Au sein du Centre de commerce international (ITC), dirigé par Arancha Gonzáles, José Prunello est responsable d’un département qui travaille exclusivement au renforcement des organismes chargés de la promotion des exportations économiques des pays ou des régions les moins développés.
Ce travail de l’ombre mené à Genève conduit son équipe à se déplacer aux quatre coins de la
planète. L’ITC apporte ainsi des conseils et une assistance très
concrète et très pratique aux économies émergentes en les aidant à consolider et à structurer leur tissu de PME. Une démarche qui ne relève pas de l’assistanat mais d’une véritable ambition de voir tous les pays accéder aux marchés mondialisés. «Nous ne faisons pas de la charité. Nous aidons des organisations à optimiser leur propre capacité de travail. On ne pêche pas le poisson, on les aide à tenir la canne», résume José Prunello.
Impact important
«C’est une activité qui a un impact très important. Des études ont montré leur effet démultiplicateur», explique-t-il. En 2014, les équipes de l’ITC sont intervenues dans douze pays: au Bangladesh, au Bénin, au Burkina Faso, à l’île Maurice, au Maroc, au Sri Lanka, en Zambie, au Zimbabwe et dansplusieurs pays de la région des Caraïbes. Sur place, ils ont prodigué leurs conseils et partagé leur expertise pour rendre les structures d’appui aux exportations de développement économique plus efficientes.
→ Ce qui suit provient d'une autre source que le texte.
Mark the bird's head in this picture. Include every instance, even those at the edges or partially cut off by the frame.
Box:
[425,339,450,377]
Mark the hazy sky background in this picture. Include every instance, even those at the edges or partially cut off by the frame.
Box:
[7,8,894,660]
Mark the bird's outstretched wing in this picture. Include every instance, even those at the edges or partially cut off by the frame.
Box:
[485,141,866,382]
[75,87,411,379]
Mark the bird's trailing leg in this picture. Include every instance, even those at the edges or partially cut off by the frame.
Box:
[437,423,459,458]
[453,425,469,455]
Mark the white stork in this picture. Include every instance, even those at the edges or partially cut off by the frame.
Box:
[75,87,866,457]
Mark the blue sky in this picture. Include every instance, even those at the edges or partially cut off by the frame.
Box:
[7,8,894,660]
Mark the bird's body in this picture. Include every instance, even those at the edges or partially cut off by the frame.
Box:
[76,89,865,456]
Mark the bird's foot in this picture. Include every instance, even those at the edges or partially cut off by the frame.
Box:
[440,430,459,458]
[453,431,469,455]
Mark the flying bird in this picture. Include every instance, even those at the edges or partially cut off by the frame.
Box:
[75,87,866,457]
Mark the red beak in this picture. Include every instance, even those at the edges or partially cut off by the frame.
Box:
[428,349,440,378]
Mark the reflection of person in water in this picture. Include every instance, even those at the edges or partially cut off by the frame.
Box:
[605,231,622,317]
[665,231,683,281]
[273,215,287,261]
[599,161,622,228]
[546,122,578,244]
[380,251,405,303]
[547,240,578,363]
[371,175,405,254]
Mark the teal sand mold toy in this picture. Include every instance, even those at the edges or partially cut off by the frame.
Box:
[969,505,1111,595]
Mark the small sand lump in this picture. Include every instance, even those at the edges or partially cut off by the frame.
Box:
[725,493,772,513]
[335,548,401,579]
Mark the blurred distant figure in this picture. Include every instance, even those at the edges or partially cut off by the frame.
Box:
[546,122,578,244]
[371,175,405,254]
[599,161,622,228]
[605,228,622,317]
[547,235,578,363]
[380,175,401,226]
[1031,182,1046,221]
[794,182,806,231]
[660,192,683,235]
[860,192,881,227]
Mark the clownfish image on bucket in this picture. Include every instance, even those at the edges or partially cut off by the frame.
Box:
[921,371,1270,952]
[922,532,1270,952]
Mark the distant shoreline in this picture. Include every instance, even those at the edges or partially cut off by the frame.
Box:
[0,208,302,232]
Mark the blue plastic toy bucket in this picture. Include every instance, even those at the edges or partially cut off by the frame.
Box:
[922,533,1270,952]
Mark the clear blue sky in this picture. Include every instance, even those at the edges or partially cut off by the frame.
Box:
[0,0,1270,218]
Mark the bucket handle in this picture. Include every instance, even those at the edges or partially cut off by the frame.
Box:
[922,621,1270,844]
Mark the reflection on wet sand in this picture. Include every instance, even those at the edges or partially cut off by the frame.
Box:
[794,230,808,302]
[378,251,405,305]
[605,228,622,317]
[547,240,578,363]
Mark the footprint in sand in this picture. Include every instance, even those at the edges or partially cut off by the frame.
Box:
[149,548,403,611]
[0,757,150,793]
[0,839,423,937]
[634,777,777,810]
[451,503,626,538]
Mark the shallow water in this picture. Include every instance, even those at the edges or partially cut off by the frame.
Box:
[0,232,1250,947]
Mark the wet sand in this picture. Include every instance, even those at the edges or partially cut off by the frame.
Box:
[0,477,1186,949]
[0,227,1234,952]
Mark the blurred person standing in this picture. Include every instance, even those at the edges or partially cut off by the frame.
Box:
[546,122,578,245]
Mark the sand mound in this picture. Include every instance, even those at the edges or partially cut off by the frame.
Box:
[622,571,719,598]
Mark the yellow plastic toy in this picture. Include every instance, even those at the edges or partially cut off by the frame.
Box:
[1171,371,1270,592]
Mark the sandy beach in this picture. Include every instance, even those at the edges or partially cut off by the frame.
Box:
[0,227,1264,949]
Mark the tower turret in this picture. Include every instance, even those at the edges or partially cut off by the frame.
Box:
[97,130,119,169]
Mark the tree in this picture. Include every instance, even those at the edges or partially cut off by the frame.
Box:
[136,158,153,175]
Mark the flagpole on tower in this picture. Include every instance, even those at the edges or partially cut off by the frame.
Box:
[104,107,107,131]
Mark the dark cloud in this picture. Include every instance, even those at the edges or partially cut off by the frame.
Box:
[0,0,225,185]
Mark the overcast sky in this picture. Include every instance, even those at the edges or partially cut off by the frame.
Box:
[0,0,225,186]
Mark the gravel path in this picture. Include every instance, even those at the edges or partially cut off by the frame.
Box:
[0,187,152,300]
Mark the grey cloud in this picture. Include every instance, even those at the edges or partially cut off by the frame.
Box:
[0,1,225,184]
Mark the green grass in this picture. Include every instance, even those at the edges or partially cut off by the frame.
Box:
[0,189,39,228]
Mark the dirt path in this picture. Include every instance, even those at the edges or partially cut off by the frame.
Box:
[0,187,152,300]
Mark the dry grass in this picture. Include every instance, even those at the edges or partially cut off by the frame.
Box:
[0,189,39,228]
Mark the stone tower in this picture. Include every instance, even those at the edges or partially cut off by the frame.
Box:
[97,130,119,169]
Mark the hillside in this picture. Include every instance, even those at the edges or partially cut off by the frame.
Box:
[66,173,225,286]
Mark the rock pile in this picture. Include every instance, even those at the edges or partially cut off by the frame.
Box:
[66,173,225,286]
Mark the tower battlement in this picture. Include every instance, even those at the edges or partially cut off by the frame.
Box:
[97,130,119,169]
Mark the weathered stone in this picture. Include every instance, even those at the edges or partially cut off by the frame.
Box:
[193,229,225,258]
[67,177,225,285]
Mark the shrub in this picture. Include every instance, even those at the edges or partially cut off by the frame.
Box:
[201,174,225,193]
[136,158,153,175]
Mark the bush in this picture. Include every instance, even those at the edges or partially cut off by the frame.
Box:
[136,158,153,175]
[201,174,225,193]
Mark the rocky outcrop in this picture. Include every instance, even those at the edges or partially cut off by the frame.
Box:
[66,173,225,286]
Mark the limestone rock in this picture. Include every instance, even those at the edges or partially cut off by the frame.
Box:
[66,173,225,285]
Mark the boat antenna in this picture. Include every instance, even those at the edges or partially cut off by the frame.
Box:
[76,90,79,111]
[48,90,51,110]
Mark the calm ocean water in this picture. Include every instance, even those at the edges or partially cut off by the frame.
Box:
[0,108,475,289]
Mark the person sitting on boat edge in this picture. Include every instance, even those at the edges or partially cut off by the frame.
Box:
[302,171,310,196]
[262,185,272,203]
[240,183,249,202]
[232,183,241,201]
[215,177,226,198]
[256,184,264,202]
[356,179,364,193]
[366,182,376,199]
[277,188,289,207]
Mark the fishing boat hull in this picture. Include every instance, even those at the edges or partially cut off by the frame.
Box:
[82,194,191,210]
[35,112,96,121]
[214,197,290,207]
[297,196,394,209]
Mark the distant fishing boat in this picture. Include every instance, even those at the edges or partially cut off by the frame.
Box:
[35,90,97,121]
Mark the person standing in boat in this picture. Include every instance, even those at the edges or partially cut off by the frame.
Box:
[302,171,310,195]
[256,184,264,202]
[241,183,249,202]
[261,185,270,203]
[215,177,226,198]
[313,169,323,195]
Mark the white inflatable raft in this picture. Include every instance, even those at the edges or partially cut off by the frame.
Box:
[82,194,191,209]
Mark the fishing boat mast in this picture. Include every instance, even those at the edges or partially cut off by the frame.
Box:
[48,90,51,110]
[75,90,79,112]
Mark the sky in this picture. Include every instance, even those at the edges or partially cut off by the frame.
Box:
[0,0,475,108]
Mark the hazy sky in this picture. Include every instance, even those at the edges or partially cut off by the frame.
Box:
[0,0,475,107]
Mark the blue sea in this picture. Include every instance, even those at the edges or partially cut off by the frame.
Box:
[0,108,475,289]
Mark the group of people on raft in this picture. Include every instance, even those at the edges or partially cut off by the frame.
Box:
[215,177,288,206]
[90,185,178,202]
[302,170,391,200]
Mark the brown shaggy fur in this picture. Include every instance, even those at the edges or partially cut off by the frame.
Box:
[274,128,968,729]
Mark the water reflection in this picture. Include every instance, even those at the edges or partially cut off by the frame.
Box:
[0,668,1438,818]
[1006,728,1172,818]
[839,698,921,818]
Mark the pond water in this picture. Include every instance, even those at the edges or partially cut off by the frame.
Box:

Et ça marche! L’agence Procomer du Costa Rica a reçu un prix l’an passé pour son dynamisme et sa performance.
En cinq ans, l’ITC a ainsi apporté son soutien et son expertise à près de 50 agences à travers le monde. La recette est toujours la même et la méthode est éprouvée. L’ITC procède d’abord à ce qui s’apparente à un audit pour aider les structures consultées à bâtir une stratégie de développement cohérente et pertinente. «Ils nous ont aidés à identifier nos points forts mais aussi à identifier les domaines dans lesquels nous pouvions nous améliorer pour rejoindre les standards internationaux», témoigne Pamela Coke-Hamilton, directrice de la Caribbean Export Development Agency.
Plate-forme d’échanges
«Nous ne faisons rien d’autre que leur donner une feuille de route», insiste José Prunello. Si ce département de l’ITC ne traite pas directement avec les PME, c’est qu’il préfère agir à une plus grande échelle, en créant des conditions favorables à l’investissement. Ce souci de trouver des effets démultiplicateurs explique aussi pourquoi José Prunello et son équipe travaillent en étroite collaboration avec l’Organisation mondiale du commerce (OMC) et la Conférence des NationsUnies sur le commerce et le développement (Cnuced). «Nous fonctionnons aussi comme une plate-forme d’échanges», rappelle-t-il.
Tous les deux ans, l’ITC organise une grande conférence internationale qui réunit tous les organismes qui font de la promotion commerciale. Thème de la dernière rencontre organisée à Dubaï: l’investissement et le commerce. Pour entrer de plain-pied dans la compétition mondiale, les pays et les régions en développement doivent aussi gagner la confiance des investisseurs. «C’est pour cela que nous devons leur montrer quelle est la meilleure façon de travailler», explique José Prunello. L’ITC a aidé, par exemple, à la mise en valeur du potentiel de création des tisseuses péruviennes pour que leurs produits accèdent à de nouveaux marchés et produisent des revenus plus rémunérateurs.
José Prunello insiste sur la nécessité de «transparence»: «Si nous voulons stimuler les logiques vertueuses qui conduisent au progrès et au développement, les organisations comme la nôtre sont astreintes à un devoir de rigueur dans la gestion de leur propre mission.»» La manière dont nous mesurons nos résultats peut paraître parfois très technocratique mais c’est justement notre façon de rendre le travail de chacun plus efficace dans l’intérêt de tous», explique-t-il. Jusque-là, cette méthode a produit des résultats qui placent l’ITC parmi les organisations les mieux notées.